Java: Unicode
Unicode is a system of encoding characters. All characters
and Strings in Java use the Unicode encoding, which allows truly international
programming.
About Unicode
- Unicode characters are 16 bits, 2 bytes.
- Most programming languages before Java (C/C++, Pascal, Basic, ...)
use an 8-bit encoding of ASCII
(American Standard Coding for Information Interchange).
ASCII only defines the first 128 characters, and the
other 128 values are often used for various extensions.
- There are 65,567 possible characters in Unicode.
About 50,000 of them have already been assigned
in Unicode version 3.0.
- All of the world's major human languages can be represented
in Unicode (including Chinese, Japanese, and Korean).
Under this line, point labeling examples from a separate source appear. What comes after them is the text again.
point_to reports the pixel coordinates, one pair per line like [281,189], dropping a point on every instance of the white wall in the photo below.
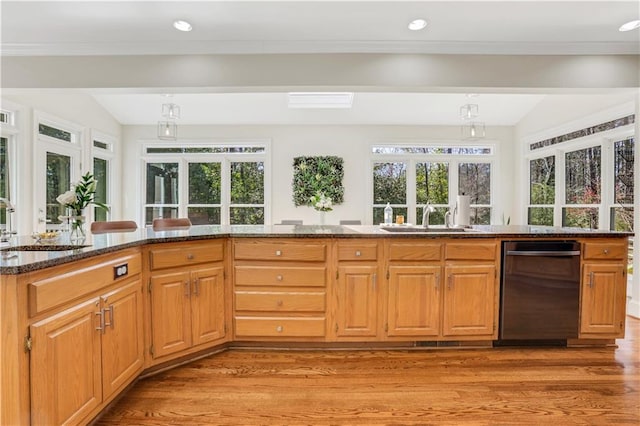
[77,108]
[352,143]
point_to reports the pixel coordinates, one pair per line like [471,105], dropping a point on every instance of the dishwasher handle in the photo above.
[543,253]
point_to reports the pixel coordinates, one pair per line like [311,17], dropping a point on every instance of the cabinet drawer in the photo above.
[192,254]
[471,251]
[415,251]
[70,282]
[280,251]
[275,301]
[357,251]
[605,250]
[292,276]
[280,327]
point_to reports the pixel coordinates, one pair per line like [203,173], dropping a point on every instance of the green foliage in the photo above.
[313,175]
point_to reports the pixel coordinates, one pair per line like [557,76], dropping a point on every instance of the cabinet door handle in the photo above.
[196,287]
[100,326]
[110,311]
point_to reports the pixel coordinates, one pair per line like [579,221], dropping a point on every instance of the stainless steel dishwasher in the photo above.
[540,291]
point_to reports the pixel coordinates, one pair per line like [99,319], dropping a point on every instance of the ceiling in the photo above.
[230,27]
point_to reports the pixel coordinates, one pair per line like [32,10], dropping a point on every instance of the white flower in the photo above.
[68,197]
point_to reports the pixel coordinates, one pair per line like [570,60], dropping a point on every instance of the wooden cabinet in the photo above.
[356,301]
[187,297]
[603,289]
[84,354]
[280,290]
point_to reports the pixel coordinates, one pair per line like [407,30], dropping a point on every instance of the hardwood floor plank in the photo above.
[502,386]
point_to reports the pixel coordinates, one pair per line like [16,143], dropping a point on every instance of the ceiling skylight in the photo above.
[320,99]
[182,25]
[629,26]
[417,24]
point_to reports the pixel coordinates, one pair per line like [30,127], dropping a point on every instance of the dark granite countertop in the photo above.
[16,261]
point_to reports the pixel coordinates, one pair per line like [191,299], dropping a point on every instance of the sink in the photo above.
[48,247]
[420,229]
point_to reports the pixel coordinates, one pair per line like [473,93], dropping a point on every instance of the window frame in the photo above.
[454,160]
[225,158]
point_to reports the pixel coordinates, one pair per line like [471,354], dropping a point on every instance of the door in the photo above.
[122,343]
[603,297]
[65,365]
[469,300]
[207,305]
[356,301]
[413,303]
[170,313]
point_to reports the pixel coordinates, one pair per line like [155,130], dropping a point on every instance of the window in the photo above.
[542,191]
[409,177]
[209,184]
[582,188]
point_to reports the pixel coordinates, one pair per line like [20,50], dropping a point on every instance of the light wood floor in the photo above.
[506,386]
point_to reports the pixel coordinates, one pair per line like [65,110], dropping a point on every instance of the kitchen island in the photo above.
[130,303]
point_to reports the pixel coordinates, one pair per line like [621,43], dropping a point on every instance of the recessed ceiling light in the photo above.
[417,24]
[182,26]
[632,25]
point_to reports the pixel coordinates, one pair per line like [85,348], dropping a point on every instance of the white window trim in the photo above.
[453,159]
[184,159]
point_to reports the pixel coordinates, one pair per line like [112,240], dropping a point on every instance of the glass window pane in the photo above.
[101,174]
[204,183]
[246,215]
[247,183]
[162,183]
[622,219]
[53,132]
[378,214]
[542,181]
[432,183]
[389,184]
[159,212]
[435,218]
[58,182]
[540,216]
[480,215]
[623,171]
[4,176]
[474,179]
[204,215]
[580,217]
[582,171]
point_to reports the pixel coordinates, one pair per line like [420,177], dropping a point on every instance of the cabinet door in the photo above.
[65,366]
[170,313]
[602,306]
[207,305]
[469,300]
[122,343]
[356,309]
[413,303]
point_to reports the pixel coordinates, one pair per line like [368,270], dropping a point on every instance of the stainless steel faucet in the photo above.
[426,209]
[7,232]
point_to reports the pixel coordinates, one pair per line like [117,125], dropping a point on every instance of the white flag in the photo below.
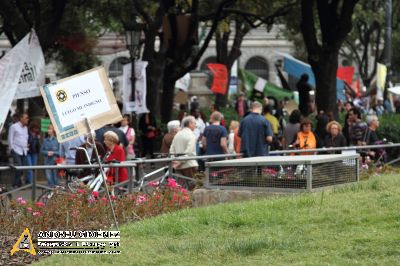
[183,83]
[10,70]
[139,105]
[33,71]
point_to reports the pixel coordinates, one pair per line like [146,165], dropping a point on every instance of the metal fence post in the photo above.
[170,170]
[309,177]
[358,168]
[130,180]
[34,185]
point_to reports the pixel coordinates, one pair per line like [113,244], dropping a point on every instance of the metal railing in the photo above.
[140,161]
[137,163]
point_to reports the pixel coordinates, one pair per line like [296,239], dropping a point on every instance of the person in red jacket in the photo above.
[116,154]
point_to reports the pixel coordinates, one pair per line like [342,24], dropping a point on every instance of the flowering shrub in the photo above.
[89,210]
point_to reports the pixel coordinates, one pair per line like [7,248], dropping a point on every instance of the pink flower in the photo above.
[171,183]
[154,184]
[175,197]
[141,199]
[39,204]
[183,190]
[21,201]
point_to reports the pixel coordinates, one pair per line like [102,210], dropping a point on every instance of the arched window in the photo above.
[208,60]
[259,66]
[115,68]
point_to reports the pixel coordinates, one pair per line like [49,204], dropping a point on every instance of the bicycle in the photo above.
[158,178]
[73,182]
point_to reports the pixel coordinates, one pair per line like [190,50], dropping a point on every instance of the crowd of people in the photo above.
[262,127]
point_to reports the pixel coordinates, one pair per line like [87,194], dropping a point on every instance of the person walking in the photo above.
[305,137]
[117,153]
[34,148]
[18,145]
[50,150]
[130,136]
[334,138]
[184,142]
[304,94]
[255,133]
[173,128]
[215,136]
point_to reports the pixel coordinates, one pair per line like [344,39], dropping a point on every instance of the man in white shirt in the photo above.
[185,143]
[18,145]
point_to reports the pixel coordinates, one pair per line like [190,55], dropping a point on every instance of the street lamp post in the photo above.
[133,44]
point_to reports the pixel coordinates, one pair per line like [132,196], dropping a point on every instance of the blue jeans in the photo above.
[32,160]
[19,160]
[52,179]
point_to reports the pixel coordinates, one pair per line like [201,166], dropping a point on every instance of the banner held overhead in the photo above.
[71,100]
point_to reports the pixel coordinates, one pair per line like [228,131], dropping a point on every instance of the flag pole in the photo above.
[91,134]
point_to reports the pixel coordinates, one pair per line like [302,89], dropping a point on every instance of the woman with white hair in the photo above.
[185,143]
[173,128]
[117,153]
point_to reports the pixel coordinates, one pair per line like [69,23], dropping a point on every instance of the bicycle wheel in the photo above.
[45,196]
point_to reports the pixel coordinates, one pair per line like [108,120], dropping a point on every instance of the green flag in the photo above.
[249,81]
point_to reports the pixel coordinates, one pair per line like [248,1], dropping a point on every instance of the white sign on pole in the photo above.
[10,70]
[139,105]
[86,95]
[33,71]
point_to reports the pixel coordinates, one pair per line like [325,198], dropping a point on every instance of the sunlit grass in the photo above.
[355,224]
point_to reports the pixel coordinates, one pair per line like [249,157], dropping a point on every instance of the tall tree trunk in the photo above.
[325,79]
[167,99]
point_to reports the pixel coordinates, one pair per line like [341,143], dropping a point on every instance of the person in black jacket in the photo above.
[304,95]
[334,138]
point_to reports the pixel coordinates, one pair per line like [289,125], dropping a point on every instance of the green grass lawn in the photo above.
[356,224]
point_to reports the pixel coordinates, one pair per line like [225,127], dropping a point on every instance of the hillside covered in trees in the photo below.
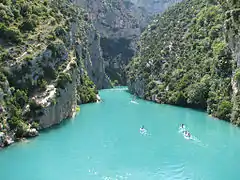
[46,52]
[188,58]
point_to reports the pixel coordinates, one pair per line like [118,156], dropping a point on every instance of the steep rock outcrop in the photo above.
[119,24]
[185,60]
[49,52]
[154,6]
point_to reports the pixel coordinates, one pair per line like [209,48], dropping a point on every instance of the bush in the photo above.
[63,79]
[224,110]
[11,34]
[28,25]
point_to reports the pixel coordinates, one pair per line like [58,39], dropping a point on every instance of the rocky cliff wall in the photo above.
[50,54]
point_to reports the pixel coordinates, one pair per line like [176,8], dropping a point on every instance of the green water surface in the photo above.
[104,143]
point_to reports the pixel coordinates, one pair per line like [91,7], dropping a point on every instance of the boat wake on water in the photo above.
[191,137]
[134,102]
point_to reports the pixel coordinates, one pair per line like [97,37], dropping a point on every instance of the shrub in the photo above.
[63,79]
[28,25]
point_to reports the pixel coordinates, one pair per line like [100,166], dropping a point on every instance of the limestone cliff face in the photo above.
[47,68]
[232,26]
[119,24]
[154,6]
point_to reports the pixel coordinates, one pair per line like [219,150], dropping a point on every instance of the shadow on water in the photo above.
[56,126]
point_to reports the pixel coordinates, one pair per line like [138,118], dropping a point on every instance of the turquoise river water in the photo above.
[103,142]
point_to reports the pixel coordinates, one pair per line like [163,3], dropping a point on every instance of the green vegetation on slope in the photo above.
[35,52]
[185,60]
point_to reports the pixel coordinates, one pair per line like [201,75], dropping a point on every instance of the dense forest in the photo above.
[40,58]
[186,59]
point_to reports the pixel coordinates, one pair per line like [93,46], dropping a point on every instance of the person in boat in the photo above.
[182,126]
[187,134]
[142,129]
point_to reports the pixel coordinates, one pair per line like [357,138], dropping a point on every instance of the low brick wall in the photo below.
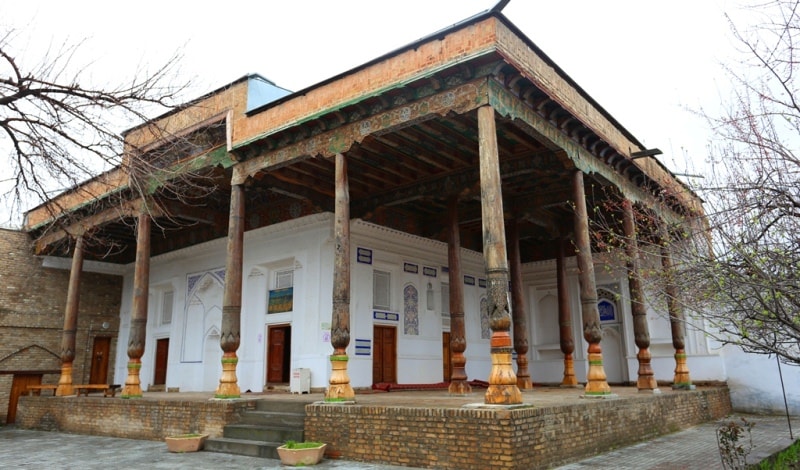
[526,438]
[133,419]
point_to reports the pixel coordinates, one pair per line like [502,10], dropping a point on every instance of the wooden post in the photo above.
[503,388]
[141,285]
[596,384]
[339,388]
[519,311]
[681,380]
[458,341]
[565,318]
[70,321]
[232,297]
[646,380]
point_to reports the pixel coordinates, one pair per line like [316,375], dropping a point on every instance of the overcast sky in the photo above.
[647,63]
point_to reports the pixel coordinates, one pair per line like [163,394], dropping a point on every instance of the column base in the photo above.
[683,386]
[65,381]
[569,379]
[524,383]
[503,388]
[596,384]
[339,389]
[133,388]
[228,383]
[681,380]
[459,387]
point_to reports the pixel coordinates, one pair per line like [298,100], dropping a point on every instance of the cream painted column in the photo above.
[70,321]
[503,388]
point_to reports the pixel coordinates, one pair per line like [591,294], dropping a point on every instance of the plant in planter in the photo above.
[301,453]
[186,442]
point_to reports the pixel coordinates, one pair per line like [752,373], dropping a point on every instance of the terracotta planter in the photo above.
[308,456]
[186,442]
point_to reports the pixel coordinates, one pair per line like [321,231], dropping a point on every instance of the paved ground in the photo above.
[694,448]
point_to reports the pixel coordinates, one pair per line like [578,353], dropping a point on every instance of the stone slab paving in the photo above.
[694,448]
[20,448]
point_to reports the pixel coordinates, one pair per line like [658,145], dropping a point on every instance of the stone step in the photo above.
[256,432]
[273,418]
[243,447]
[287,406]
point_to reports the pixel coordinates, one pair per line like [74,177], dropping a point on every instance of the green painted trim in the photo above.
[508,105]
[418,76]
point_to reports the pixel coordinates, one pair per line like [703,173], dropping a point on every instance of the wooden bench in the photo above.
[108,390]
[37,389]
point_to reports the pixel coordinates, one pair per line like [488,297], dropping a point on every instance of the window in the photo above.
[166,307]
[381,290]
[281,296]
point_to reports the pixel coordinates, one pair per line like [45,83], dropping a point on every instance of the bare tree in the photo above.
[753,195]
[57,130]
[734,271]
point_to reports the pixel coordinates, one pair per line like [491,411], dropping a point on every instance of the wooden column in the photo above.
[141,285]
[458,341]
[503,388]
[339,388]
[519,311]
[596,384]
[646,379]
[565,318]
[70,321]
[681,380]
[232,297]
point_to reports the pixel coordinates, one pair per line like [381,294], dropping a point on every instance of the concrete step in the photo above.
[273,418]
[256,432]
[243,447]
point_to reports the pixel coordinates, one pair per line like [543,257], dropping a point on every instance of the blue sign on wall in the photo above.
[608,311]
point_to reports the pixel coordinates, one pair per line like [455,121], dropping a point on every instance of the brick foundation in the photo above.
[527,438]
[132,419]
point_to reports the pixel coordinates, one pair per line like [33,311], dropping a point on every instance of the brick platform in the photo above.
[428,429]
[526,438]
[134,419]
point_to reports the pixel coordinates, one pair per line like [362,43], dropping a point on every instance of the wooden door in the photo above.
[447,364]
[278,353]
[162,353]
[100,351]
[19,386]
[384,354]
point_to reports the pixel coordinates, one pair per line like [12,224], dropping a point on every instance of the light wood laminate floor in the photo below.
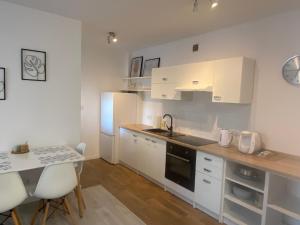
[146,200]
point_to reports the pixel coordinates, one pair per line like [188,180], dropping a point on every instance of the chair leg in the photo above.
[79,201]
[15,217]
[44,220]
[69,211]
[37,211]
[81,197]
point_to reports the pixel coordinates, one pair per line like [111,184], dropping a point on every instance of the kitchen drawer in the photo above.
[210,170]
[207,160]
[165,91]
[208,192]
[164,75]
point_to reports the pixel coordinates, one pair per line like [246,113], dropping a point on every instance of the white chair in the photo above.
[55,183]
[79,167]
[12,194]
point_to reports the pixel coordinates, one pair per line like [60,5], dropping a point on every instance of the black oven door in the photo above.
[180,165]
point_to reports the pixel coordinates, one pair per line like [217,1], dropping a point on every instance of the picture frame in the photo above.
[149,64]
[33,65]
[136,66]
[2,84]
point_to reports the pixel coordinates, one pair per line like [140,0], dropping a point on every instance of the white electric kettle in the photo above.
[226,137]
[249,142]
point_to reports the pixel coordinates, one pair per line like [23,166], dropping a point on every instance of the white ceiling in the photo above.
[141,23]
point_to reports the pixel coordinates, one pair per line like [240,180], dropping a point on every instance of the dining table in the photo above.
[38,157]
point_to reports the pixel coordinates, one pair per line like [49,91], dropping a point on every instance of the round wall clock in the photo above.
[291,70]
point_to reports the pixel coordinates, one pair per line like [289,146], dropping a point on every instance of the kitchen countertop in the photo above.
[276,162]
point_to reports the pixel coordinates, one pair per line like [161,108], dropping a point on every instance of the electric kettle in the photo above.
[225,138]
[249,142]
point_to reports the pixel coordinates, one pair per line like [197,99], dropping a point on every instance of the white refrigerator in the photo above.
[116,109]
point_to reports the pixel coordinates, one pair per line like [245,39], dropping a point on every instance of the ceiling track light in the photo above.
[213,4]
[112,37]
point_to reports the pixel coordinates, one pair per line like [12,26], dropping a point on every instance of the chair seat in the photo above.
[12,191]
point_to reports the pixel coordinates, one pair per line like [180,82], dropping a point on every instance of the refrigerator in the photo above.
[116,109]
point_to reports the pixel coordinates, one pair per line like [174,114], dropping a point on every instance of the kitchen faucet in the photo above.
[170,128]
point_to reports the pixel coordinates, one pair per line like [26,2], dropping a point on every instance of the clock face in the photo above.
[291,70]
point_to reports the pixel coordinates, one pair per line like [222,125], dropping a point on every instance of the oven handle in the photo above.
[178,157]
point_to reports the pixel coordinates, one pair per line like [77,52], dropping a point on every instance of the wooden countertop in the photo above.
[276,162]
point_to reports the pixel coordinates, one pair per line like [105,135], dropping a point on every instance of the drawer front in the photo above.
[164,75]
[165,91]
[208,192]
[210,170]
[208,160]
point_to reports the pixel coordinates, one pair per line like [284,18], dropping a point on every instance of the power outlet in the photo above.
[195,48]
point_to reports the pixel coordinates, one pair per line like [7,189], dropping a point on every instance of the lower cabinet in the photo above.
[144,154]
[208,185]
[208,192]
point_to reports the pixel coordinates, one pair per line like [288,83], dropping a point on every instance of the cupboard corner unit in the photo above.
[233,80]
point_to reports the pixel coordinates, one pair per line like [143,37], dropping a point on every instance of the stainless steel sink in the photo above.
[162,132]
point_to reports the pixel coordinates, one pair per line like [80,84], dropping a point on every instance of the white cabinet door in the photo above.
[233,80]
[208,192]
[157,159]
[165,91]
[128,148]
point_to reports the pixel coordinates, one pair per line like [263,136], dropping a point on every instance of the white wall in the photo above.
[103,65]
[43,113]
[276,106]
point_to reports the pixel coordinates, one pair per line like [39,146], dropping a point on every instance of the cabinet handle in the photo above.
[206,181]
[207,170]
[217,98]
[207,159]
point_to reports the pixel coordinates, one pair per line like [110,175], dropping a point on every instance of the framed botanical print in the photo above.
[2,84]
[33,65]
[136,67]
[149,65]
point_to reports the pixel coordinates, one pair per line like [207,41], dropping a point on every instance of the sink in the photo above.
[162,132]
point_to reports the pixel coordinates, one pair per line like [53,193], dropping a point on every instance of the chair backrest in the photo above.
[81,150]
[12,191]
[56,181]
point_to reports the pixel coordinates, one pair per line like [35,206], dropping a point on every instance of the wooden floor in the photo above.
[146,200]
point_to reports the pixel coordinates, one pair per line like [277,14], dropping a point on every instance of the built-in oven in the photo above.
[181,165]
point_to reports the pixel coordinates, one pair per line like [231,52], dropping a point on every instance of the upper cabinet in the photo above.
[233,80]
[230,80]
- The first 64 characters of Unicode have the same values as
the equivalent ASCII characters, and the first 128 characters
are the same as ISO-8895-1 Latin-1.
- You can learn more about Unicode (currently version 3.0) at
www.unicode.org.
Unicode Fonts
Altho Java stores characters as Unicode, there are still some very
practical operating system problems in entering or displaying many of the Unicode
characters. Most fonts only display a very small subset of all Unicode characters,
typically only about 100 different characters.
You can download the Lucida Sans Unicode font from Microsoft
that has most of the Unicode characters. This is not a small file of course.